Yarra Council is required by State Government to revalue all properties within the municipality. Revaluations are conducted every 2 years by each of Victoria’s 79 councils. Valuations are used to determine a property owners’ share of the total rate revenue collected.
This year your valuation will be the same as last year unless you have had a supplementary valuation.
How can I calculate my rates bill?
Your rates bill is calculated by multiplying your property’s Net Annual Value (NAV) by the rate in dollar (4.4480). For residential properties the NAV is 5% of the CIV (which is the Capital Improved Value or total market value of your house and land). The rate in the dollar is calculated by dividing the total valuations of all properties in Yarra into the $67.3 Million needed by Council to deliver its services.
The following example illustrates how a rate bill is calculated for a property in Yarra.
The Residential Value is $550,000
5% of $550,000 (CIV) = $27,500 (NAV)
$27,500 (NAV) x 4.4480 (rate in the dollar)
Rate bill = $1,223.20
An objection is a formal administrative process governed by law and recognised by the Courts. The requirements and obligations of all parties are detailed in the Valuation of Land Act (1960).
An occupier or person liable to pay rates aggrieved by an assessment of value of any land (property) can lodge an objection to that valuation.
Objections must be lodged on the prescribed form. Particulars of the objection must be provided. The grounds for the objection must be stated!
Objections MUST be lodged within two months of the ISSUE of the rate notice. Objections are only applicable to the year they are lodged.
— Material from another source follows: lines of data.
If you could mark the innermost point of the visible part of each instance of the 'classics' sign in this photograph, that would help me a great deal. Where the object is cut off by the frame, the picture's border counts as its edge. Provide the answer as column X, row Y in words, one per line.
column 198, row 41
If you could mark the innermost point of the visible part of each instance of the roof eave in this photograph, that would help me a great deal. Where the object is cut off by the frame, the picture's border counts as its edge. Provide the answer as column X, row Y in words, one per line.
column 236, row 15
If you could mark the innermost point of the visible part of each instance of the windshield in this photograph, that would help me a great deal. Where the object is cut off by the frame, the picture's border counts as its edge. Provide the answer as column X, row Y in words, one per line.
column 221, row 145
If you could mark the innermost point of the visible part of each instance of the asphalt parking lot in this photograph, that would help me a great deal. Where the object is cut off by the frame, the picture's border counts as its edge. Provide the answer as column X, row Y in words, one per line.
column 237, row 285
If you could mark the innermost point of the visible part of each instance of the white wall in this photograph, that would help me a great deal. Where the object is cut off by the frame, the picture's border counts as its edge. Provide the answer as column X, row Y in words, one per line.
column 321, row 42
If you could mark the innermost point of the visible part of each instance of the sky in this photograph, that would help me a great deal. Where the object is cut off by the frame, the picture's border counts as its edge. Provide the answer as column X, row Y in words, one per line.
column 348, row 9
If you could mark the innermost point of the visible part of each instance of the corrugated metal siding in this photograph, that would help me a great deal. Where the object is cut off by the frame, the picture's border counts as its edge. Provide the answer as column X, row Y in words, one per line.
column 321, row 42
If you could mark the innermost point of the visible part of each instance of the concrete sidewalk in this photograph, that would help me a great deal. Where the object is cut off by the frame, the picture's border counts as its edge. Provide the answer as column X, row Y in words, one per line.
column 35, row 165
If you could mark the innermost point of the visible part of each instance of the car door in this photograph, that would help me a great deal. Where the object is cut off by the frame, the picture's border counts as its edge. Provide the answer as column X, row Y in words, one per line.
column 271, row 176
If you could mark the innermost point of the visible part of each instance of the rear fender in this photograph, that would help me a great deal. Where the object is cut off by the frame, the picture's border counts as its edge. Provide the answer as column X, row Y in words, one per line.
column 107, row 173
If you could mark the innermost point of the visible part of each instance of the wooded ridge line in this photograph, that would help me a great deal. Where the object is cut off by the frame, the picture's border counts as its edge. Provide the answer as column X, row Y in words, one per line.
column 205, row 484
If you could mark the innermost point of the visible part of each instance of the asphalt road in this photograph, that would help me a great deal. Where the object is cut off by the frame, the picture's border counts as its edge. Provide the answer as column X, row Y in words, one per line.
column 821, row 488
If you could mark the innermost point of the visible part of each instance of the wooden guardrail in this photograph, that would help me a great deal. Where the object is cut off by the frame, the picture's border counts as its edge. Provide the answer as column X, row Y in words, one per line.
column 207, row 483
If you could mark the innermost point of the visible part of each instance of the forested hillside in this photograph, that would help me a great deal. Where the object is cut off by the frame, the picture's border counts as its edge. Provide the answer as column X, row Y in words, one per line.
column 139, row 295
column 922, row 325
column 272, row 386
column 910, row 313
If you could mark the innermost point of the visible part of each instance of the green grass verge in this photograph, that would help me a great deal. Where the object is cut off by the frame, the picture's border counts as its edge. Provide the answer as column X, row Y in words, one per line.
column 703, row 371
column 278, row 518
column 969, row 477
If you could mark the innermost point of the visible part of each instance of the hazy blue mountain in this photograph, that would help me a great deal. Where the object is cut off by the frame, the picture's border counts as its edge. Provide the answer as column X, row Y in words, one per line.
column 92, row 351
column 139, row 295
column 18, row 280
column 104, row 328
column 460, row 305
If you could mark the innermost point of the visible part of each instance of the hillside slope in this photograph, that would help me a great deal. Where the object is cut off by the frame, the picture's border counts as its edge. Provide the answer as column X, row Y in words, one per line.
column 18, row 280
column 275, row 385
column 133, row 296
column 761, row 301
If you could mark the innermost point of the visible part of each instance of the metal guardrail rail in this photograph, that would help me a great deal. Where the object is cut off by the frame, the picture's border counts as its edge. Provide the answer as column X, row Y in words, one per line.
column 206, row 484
The valuer will contact the objector to discuss the objection and arrange a suitable time to inspect the property. Further consideration will be given to relevant sales of surrounding properties, property data, property condition, etc.
The valuer will determine an outcome after this review. The result can alter the valuation up or down by any amount, or the Valuer can elect to leave the assessment at its original Level.
In certain circumstances, valuations must be performed between general valuations. These are known as supplementary valuations.
For example, they are required when properties are:
Supplementary valuations bring the value of the affected property into line with the general valuation of other properties within the municipality. Values are assessed at the date of the general valuation currently in use.
Supplementary valuations are made when required, usually on a monthly basis.